Peptide Tribulations in GtoPdb
Peptide Tribulations in GtoPdbPeptide Tribulations in GtoPdb
Peptide Tribulations in GtoPdb
 
Patents in PubChem
Patents in PubChemPatents in PubChem
Patents in PubChem
 

Recently uploaded

Behavioral Disorder: Schizophrenia & it's Case Study.pdf
Behavioral Disorder: Schizophrenia & it's Case Study.pdfBehavioral Disorder: Schizophrenia & it's Case Study.pdf
Behavioral Disorder: Schizophrenia & it's Case Study.pdfSELF-EXPLANATORY
 
Recombination DNA Technology (Nucleic Acid Hybridization )
Recombination DNA Technology (Nucleic Acid Hybridization )Recombination DNA Technology (Nucleic Acid Hybridization )
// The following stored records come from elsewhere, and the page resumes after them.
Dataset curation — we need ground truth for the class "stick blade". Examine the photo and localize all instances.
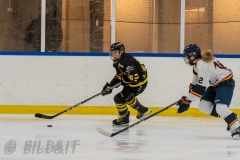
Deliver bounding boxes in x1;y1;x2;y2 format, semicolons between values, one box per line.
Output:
35;113;54;119
96;127;112;137
35;113;43;118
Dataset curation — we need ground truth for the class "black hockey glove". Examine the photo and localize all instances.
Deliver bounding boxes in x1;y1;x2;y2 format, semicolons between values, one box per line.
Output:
102;82;112;96
177;96;192;113
189;83;196;93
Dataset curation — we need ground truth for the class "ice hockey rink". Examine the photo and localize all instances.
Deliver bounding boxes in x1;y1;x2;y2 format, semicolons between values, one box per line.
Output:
0;114;240;160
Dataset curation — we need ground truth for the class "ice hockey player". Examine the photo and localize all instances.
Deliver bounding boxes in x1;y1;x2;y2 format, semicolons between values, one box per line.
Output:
177;44;240;139
102;42;151;125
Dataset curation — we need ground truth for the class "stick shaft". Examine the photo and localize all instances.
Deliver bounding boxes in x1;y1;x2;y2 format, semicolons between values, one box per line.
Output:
111;102;177;137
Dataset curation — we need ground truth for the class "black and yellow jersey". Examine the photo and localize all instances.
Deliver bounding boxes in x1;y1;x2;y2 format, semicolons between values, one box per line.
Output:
110;53;148;87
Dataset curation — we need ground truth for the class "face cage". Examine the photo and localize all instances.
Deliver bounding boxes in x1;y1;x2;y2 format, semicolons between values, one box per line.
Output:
183;54;195;66
109;50;121;63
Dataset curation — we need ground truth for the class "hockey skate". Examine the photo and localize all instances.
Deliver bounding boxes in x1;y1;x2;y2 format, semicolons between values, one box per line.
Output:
232;127;240;140
136;105;152;120
113;111;130;126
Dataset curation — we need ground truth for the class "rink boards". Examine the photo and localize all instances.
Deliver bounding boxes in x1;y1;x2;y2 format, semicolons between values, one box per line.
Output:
0;52;240;116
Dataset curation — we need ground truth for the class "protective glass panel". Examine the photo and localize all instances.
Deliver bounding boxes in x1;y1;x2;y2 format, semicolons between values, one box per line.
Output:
116;0;181;53
185;0;240;54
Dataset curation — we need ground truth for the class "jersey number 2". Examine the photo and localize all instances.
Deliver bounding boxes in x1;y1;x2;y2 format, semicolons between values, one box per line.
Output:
213;61;227;69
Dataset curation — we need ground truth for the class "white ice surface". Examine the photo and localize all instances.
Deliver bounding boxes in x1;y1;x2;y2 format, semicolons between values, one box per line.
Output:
0;115;240;160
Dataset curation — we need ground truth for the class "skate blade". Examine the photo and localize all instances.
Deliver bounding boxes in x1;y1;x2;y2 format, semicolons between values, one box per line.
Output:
112;123;129;127
139;109;152;120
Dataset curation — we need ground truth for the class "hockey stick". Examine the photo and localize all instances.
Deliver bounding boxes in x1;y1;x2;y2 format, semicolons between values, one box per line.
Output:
97;102;177;137
35;82;121;119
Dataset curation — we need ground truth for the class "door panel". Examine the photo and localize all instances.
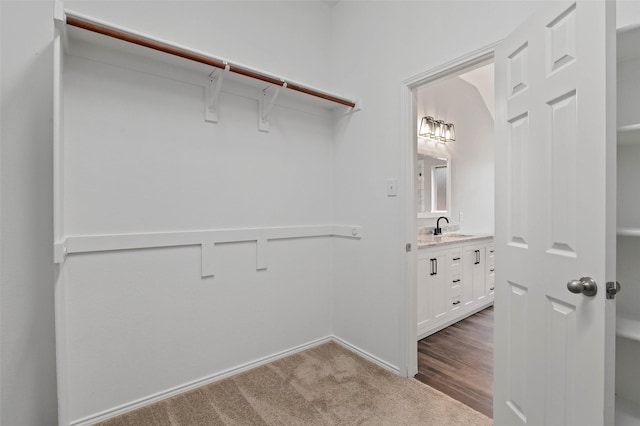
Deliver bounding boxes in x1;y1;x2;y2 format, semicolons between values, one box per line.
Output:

Recombination DNA Technology (Nucleic Acid Hybridization )aarthirajkumar25
 
zoogeography of pakistan.pptx fauna of Pakistan
zoogeography of pakistan.pptx fauna of Pakistanzoogeography of pakistan.pptx fauna of Pakistan
zoogeography of pakistan.pptx fauna of Pakistanzohaibmir069
 
Biopesticide (2).pptx .This slides helps to know the different types of biop...
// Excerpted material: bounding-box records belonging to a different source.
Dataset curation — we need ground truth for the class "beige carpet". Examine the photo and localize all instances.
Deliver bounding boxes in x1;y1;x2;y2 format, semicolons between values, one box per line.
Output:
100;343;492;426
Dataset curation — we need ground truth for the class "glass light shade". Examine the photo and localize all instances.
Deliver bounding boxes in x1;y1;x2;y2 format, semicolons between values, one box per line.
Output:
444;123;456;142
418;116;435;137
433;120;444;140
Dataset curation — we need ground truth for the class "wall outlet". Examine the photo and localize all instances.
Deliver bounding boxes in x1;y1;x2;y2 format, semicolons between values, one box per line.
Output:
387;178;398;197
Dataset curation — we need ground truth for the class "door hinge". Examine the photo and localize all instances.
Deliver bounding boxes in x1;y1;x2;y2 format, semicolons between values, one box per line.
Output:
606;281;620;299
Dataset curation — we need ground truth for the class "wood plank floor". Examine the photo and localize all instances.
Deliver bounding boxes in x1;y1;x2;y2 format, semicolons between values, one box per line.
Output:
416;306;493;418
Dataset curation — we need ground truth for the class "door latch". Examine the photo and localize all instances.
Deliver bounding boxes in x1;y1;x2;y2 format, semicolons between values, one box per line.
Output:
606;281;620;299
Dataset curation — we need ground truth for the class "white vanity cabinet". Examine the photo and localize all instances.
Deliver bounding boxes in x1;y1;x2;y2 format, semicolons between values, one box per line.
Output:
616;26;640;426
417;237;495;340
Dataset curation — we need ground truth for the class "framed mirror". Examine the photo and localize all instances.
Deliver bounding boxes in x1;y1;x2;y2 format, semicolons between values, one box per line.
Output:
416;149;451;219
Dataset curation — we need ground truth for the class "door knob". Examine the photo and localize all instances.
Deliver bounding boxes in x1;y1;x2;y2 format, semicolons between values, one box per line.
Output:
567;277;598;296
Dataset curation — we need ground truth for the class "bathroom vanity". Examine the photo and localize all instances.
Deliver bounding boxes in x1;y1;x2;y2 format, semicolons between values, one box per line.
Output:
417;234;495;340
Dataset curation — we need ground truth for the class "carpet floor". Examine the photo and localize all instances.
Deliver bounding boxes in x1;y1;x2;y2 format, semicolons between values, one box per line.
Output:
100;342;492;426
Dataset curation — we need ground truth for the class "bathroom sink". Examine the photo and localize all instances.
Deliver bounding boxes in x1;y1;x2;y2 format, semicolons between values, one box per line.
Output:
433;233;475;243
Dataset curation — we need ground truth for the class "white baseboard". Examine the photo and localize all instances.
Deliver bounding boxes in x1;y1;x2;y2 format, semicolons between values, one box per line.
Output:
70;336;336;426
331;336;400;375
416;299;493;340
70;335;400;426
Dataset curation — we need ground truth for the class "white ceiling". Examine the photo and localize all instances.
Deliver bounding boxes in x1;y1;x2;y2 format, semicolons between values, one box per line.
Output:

Biopesticide (2).pptx  .This slides helps to know the different types of biop...Biopesticide (2).pptx  .This slides helps to know the different types of biop...
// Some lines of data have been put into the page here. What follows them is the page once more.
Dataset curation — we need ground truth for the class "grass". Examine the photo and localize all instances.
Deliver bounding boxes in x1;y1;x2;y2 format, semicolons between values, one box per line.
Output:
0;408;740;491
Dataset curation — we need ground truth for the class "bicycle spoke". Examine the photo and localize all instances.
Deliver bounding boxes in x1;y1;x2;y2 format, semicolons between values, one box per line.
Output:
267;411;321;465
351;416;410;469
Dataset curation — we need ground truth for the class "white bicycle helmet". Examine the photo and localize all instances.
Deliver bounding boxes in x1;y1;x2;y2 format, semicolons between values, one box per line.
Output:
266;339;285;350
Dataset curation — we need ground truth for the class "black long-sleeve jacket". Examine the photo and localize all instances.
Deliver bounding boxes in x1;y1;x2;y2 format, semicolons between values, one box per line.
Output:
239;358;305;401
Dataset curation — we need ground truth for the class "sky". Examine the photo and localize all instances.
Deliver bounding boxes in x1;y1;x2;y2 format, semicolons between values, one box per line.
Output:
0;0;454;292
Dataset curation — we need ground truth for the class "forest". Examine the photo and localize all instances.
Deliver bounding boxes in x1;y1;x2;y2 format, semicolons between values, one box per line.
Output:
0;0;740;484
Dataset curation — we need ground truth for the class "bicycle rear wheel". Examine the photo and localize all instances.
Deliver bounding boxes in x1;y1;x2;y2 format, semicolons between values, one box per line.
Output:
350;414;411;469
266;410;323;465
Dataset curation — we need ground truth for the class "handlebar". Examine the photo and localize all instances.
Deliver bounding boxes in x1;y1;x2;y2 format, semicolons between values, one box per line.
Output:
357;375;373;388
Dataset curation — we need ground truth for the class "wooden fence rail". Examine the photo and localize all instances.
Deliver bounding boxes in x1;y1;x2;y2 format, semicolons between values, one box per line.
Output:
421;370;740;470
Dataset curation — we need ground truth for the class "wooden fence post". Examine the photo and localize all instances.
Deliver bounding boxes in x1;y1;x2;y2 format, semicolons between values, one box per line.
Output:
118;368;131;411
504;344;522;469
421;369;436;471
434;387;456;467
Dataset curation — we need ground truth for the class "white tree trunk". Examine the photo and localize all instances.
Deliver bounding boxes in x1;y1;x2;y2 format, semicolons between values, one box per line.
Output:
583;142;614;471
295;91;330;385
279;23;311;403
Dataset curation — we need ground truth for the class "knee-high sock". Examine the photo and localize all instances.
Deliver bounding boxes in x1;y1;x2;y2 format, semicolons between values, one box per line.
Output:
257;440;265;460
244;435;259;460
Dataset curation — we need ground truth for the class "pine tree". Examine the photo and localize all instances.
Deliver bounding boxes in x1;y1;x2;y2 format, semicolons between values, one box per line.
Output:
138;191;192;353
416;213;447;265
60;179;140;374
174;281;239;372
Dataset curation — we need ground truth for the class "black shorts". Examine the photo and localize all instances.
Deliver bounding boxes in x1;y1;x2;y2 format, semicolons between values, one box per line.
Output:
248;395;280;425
Biopesticide (2).pptx .This slides helps to know the different types of biop...RohitNehra6
 
Natural Polymer Based Nanomaterials
Natural Polymer Based NanomaterialsNatural Polymer Based Nanomaterials
Natural Polymer Based NanomaterialsAArockiyaNisha
 
Hubble Asteroid Hunter III. Physical properties of newly found asteroids
Hubble Asteroid Hunter III. Physical properties of newly found asteroidsHubble Asteroid Hunter III. Physical properties of newly found asteroids
Hubble Asteroid Hunter III. Physical properties of newly found asteroidsSérgio Sacani
 
Scheme-of-Work-Science-Stage-4 cambridge science.docx
Scheme-of-Work-Science-Stage-4 cambridge science.docxScheme-of-Work-Science-Stage-4 cambridge science.docx
Scheme-of-Work-Science-Stage-4 cambridge science.docxyaramohamed343013
 
Call Girls in Munirka Delhi 💯Call Us 🔝8264348440🔝
Call Girls in Munirka Delhi 💯Call Us 🔝8264348440🔝Call Girls in Munirka Delhi 💯Call Us 🔝8264348440🔝
Call Girls in Munirka Delhi 💯Call Us 🔝8264348440🔝soniya singh
 
Orientation, design and principles of polyhouse
Orientation, design and principles of polyhouseOrientation, design and principles of polyhouse
Orientation, design and principles of polyhousejana861314
 
STERILITY TESTING OF PHARMACEUTICALS ppt by DR.C.P.PRINCE
STERILITY TESTING OF PHARMACEUTICALS ppt by DR.C.P.PRINCESTERILITY TESTING OF PHARMACEUTICALS ppt by DR.C.P.PRINCE
STERILITY TESTING OF PHARMACEUTICALS ppt by DR.C.P.PRINCEPRINCE C P
 
Traditional Agroforestry System in India- Shifting Cultivation, Taungya, Home...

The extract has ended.